I said I wasn't going to start a glog this year since my season will be cut short (moving this summer), but not growing things just seems weird to me. So here we go.
I have about ten OW chile plants that I will be keeping in containers (let's see if they survive the move...). They aren't much to look at now, but I'll post pics once they go outside.
Since I'm not starting seeds for peppers and tomatoes, my grow lights were feeling neglected. I decided to take advantage of this opportunity to start some hybrid poplar clones from and for my family's land up in 'Sconnie.
When my family first moved there in the late '80s I remember taking a walk with my mom and digging up a poplar sucker to transplant. It turned out that tree was a hybrid (gray poplar) that occurs naturally, although relatively uncommonly, in the midwest. Good soil and hybrid vigor allowed the tree to take off.

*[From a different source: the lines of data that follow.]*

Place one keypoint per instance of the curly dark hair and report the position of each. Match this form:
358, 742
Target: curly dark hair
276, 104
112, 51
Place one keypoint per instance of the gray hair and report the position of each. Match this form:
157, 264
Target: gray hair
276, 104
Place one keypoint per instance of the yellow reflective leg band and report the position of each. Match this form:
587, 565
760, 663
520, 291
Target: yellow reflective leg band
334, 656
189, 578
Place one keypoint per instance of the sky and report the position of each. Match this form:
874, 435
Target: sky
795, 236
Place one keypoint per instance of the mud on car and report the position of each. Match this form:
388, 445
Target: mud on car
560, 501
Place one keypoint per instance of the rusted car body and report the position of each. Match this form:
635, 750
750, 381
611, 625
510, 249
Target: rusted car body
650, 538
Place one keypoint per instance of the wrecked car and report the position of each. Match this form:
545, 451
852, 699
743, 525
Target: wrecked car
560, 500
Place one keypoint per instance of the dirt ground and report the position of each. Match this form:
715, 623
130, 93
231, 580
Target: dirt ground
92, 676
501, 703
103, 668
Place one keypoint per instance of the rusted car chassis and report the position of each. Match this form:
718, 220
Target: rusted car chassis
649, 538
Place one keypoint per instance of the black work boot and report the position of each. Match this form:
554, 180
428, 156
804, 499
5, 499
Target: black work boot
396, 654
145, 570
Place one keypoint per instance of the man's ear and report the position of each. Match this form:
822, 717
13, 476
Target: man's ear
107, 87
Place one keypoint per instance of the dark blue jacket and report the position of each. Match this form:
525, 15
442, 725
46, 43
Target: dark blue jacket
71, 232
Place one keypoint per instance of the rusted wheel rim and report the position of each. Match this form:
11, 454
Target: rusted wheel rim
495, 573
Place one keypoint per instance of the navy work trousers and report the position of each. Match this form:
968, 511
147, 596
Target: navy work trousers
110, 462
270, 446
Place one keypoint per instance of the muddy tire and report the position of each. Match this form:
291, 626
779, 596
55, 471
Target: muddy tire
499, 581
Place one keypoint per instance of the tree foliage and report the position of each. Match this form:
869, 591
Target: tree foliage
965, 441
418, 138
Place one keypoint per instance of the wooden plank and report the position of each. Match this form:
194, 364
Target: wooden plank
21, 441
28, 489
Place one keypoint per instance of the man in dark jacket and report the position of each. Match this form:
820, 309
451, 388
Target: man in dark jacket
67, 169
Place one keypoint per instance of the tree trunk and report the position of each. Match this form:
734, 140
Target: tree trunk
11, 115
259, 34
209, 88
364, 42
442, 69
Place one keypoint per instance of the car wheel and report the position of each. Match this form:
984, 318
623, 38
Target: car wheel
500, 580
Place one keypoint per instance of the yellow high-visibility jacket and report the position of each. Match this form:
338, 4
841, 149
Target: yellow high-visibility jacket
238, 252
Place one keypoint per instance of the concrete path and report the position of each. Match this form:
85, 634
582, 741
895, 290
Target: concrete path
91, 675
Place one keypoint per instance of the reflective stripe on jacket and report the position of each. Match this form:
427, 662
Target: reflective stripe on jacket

That was almost 30 years ago and since then the tree has grown to about 80' tall and 2' dbh. It has also sent out suckers of its own - some of which we, again, dug up and transplanted. One of those transplants is now about 30' tall with a 6" dbh. A few weeks ago, I lopped a branch off it to take some cuttings.
From that branch, I used a hand pruner to cut 2-3 bud softwood shoots. After soaking them in water for a few days, I planted them in homemade organic soil in half gallon containers. A few weeks of growth under my lights pretty much brings us to today.
This is what a populus x canescens cutting looks like just as it's starting to wake up and push leaves.
Opening up a bit more...
Leaves emerged and stretching. Notice the fuzziness (leaves, not the pics ). Populus x canescens is a naturally-occuring hybrid between Populus alba (white poplar) and Populus tremuloides (trembling aspen). They have the form of an aspen and the fuzzy leaves of the white poplar, but most importantly they have incredible hybrid vigor. They grow very fast and are much more disease resistant and adaptable than either parent.
About ten years ago I started reading about bybrid poplars and discovered commercially produced hybrids being used in phytoremediation as well as timber and pulp production. I ordered some online and started them just like these ^ cuttings.
This one is called OP-367 (Populus x canadensis) and is a cross between Populus deltoides (Eastern cottonwood) and Populus nigra (a Europen black poplar) .
OP-367 was one of the first commercially produced hybrid poplars available. It is a real workhorse, too! I thought gray poplars grew fast until I saw what these could do.
Next time I'm up north visiting my family, I'll get some pics of the mothers. Until then, I'll keep this glog updated with my most recent clones.
As always, thanks for stopping by el jardin del dash-o dos! Especially in this off year.